I wanted to lean over to say, “I’ll take yours, if you don’t want them.”
The strip show a few tables over began a couple of minutes later. I couldn’t believe such high drama was happening before the Fourth.
“Itchy Back,” as I came to think of him, was clearly disturbed by something on his shoulder. Did he feel like he’d been bitten by something, a mosquito, perhaps? Surely that wouldn’t warrant baring his back in a public space.
A tick — now that would be concerning. However, since we were sitting in downtown Camden, I didn’t think that was a likely explanation.
Maybe (and now I was grasping at straws) he had been, for whatever reason, rubbing his shoulder and felt a lump that might be a normal mole, but that he now worried was skin cancer. He had to have his wife look at it right then and there.
I could sympathize. I worry about moles, too. However, if I lifted my shirt in a restaurant for Paul to check it out, I could be arrested.
Eventually, the shirt came down, the party’s order was placed (there was another couple sitting at the table) and then Itchy Back ran off to the bathroom to have a look at The Thing himself. I assume it was nothing, because the group did not attract my attention for the rest of its, and my, meal.
I did have a bright spot that day.

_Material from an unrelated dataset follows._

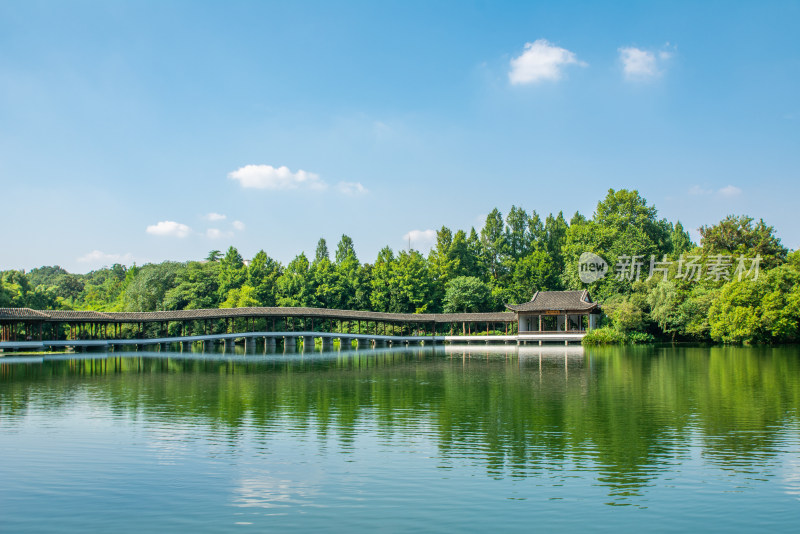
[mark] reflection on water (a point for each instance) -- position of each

At a corner table sat a family, including two children. One had a mop of black hair and reminded me of myself at age 10 or so. The child was served a big glass of the freshly squeezed lemonade. As it was placed before her, she smiled and rubbed her hands together in anticipation.
What a perfect encapsulation of the best things about summer. It’s an image I’ll be hanging onto as I navigate all the craziness.